Certains s'empresseront sans doute de récupérer cette histoire pour en faire du bois pro-Charte. Je les prierais alors de m'expliquer comment la Charte du PQ aurait pu enrayer ce genre de choses. Les radicaux, les misogynes et les intimidateurs ne cesseront pas de l'être le jour où Bernard Drainville reviendra à la charge avec son projet populiste.

Que l'on ait été pro-Charte ou anti-Charte ne change rien au fait qu'il faut dénoncer ces campagnes d'intimidation menées au nom de la culture ou de la religion. De la même façon qu'il était nécessaire de dénoncer la désolante campagne de peur menée par Janette Bertrand au nom du féminisme. Une dérive n'en excuse pas une autre.

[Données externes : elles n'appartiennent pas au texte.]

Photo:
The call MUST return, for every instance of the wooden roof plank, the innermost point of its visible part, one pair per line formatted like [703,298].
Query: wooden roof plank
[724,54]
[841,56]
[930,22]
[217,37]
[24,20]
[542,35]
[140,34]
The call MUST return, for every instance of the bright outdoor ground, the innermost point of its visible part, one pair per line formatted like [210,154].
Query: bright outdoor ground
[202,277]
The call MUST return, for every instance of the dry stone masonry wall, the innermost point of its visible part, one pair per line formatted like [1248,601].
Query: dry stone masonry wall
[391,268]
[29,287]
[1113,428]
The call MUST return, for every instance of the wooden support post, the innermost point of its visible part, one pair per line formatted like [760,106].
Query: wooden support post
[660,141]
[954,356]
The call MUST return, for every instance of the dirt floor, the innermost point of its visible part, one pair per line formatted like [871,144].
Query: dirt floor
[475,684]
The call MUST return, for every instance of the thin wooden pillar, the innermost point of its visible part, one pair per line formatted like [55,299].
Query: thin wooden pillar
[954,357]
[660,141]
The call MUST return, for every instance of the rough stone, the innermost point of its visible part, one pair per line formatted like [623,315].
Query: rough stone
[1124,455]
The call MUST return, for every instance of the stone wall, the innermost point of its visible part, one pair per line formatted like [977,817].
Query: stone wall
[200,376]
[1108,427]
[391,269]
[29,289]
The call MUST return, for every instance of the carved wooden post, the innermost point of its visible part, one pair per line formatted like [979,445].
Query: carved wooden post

Je prends les sorties de Mme Bertrand pour ce qu'elles sont: un dérapage xénophobe au nom du féminisme. On peut dire que ce dérapage est aussi celui du PQ, qui n'a pas cru bon se dissocier des propos de Mme Bertrand. Mais ce n'est pas celui de tout un peuple.

De la même façon, je prends cette histoire d'intimidation anonyme pour ce qu'elle est: de l'intimidation machiste au nom de la culture et de la religion. Pas un motif pour stigmatiser des communautés entières.

Sara aurait pu se taire, par crainte de stigmatiser davantage des communautés déjà mises à rude épreuve ces derniers mois. Mais elle a choisi de parler en pensant d'abord et avant tout à celles qui se tairont peut-être par crainte de représailles. Une façon de dire: «Vous n'êtes pas seules. Cette lettre, c'est n'importe quoi.» Une façon de refuser d'être ce stéréotype de victime muette et soumise que certains voudraient qu'elle soit.

Je crois que son réflexe est sain. Devant l'intimidation, il y a parfois des silences qui ressemblent à des redditions.

(*) Le prénom est fictif. L'histoire ne l'est pas.